I vertici della caserma sono stati azzerati, dopo l'inchiesta shock della Procura emiliana che vede indagati in totale dieci militari. Per i gravi fatti emersi in queste ore il comandante provinciale dei carabinieri di Piacenza, Stefano Savo, è stato rimosso dall'incarico per volere dell'Arma è stato rimosso dall'incarico per volere dell'Arma: "Questa vicenda apre una serie di riflessioni – dice il giornalista campano – Un gruppo di carabinieri infedeli che si organizza in un clan parte dall'hashish e dalla marjiuana, arrestano illegalmente degli spacciatori, rubano l'hashish e la marjiuna e li rivendono. La prima domanda è: come mai qualsiasi grupo criminale fa il suo primo passo sempre con le droghe leggere? Quanto cambierebbe se legalizzassimo l'hashish e la marjiuana? Quanta parte del crimine organizzato non farebbe il primo passo se le droghe leggere fossero legali? Questo è un punto cruciale".

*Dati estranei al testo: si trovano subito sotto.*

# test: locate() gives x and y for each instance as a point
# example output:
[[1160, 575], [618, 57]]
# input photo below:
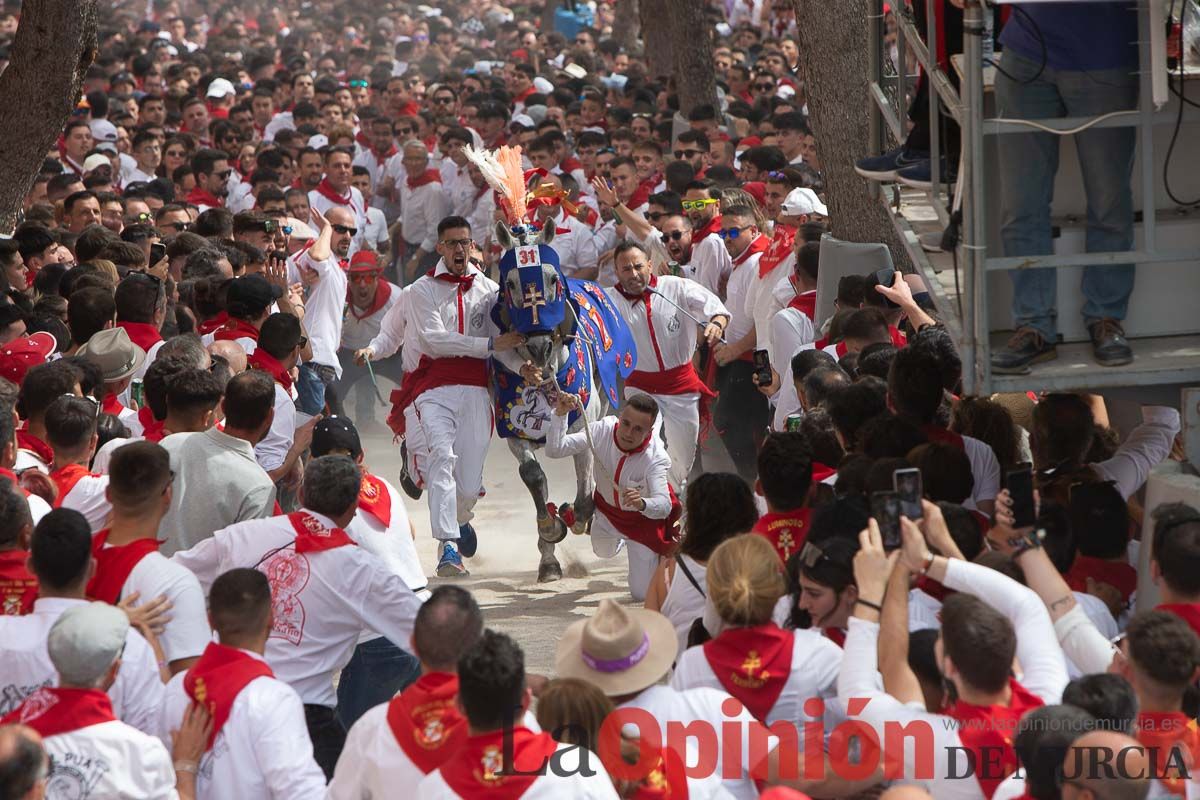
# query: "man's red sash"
[[753, 665], [217, 678], [426, 722]]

Saviano ricostruisce la vicenda: "Il gruppo dei carabinieri di Piacenza quando decide di organizzarsi va dai responsabili delle basi di spaccio. Loro sono certi di essere protetti perché forniscono direttamente la roba ai capi piazza, che a loro volta la danno ai pusher. I concorrenti di questi gruppi di spaccio gestiti dai carabinieri infedeli vengono semplicemente arrestati, pestati. E si raggiunge un accordo: ‘Se non volete vendere la nostra roba dovete pagarci una percentuale'. Anche questo è un comportamento mafioso".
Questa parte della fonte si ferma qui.